The Securities and Exchange Commission (SEC) is still suing Binance, even though it reached a $4.3 billion settlement with US regulators.
On Tuesday, Binance sought the dismissal of the lawsuit in several court documents, alleging that the SEC has used a “novel, contorted interpretation” of securities laws and charged the agency with “territorial aggrandizement.”
In their initial filing, Binance and its founder, Changpeng “CZ” Zhao, contended that the regulator had based “virtually its entire case on the argument that an ‘investment contract’ need not include either an investment or a contract.”
According to the exchange, the complaint filed by the SEC “focuses on transactions by customers who clicked on a website, bought tokens from other anonymous token owners, and then logged off.”
It was asserted by Binance that there was no agreement with a promoter to “invest money into a common business enterprise” and that the regulator had disregarded the idea that an “investment contract” should be established based on each transaction.
Attorneys for Binance’s American subsidiary, BAM Trading Services, charged the SEC with overreach in its second filing, arguing that the agency has regulatory authority over “virtual commodities” even though Congress hasn’t passed a bill granting it such authority.
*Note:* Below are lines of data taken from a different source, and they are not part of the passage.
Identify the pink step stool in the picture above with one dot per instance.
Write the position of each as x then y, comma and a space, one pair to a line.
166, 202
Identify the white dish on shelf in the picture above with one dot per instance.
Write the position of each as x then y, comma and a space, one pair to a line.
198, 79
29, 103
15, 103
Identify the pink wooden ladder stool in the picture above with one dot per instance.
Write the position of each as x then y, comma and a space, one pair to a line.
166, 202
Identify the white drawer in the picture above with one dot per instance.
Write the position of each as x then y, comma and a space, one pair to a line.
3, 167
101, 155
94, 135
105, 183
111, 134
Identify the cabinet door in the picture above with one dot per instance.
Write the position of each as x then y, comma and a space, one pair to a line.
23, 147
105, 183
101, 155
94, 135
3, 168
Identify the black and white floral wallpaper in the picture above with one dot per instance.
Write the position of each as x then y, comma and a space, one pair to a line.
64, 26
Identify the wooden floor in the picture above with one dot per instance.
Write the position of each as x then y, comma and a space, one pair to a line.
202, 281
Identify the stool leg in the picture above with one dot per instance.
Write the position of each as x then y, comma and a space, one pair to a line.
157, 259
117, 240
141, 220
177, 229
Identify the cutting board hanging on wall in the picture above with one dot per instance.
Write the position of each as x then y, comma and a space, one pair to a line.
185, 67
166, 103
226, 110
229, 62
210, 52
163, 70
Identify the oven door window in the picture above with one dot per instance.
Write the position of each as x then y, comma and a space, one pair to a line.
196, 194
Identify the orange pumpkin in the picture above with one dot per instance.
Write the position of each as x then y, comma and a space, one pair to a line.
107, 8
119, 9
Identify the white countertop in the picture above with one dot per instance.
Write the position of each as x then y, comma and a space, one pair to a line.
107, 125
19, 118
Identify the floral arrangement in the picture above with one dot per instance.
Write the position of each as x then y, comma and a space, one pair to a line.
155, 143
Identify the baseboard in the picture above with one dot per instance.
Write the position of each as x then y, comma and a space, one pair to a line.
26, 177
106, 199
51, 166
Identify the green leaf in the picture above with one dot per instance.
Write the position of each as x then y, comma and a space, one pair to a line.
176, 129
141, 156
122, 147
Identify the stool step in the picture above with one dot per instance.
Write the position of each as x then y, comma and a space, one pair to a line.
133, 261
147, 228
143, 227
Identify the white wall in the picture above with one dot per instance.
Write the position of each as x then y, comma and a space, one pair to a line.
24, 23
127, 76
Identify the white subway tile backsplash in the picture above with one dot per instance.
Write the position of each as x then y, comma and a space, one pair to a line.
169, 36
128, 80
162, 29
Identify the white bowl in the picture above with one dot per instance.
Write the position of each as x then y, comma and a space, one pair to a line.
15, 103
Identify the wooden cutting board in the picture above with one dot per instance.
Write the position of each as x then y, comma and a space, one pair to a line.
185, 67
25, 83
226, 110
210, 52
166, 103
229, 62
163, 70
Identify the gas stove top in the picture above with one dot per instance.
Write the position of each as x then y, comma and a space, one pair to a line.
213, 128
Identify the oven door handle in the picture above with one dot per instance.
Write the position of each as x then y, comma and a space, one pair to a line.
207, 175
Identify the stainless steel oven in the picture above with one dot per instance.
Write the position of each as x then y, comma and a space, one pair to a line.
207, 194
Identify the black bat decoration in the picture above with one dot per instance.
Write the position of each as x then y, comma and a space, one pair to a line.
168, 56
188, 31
The attorneys for BAM Trading continued by stating that one would have to “ignore the word ‘contract’ in the term “investment contract” to apply securities law to the platform. The SEC’s previous reply, which was a reaction to the exchange’s move to dismiss, was the subject of both filings.
Binance and Zhao responded to the SEC’s attempt to incorporate the exchange’s guilty plea into its settlement with the Department of Justice in its case with a third filing.
The exchange’s attorneys contended that the admissions of guilt by Binance and Zhao under the Bank Secrecy Act do not address “whether there was fair notice of the SEC’s theory that the crypto assets at issue were securities under the Securities Act or the Exchange Act.”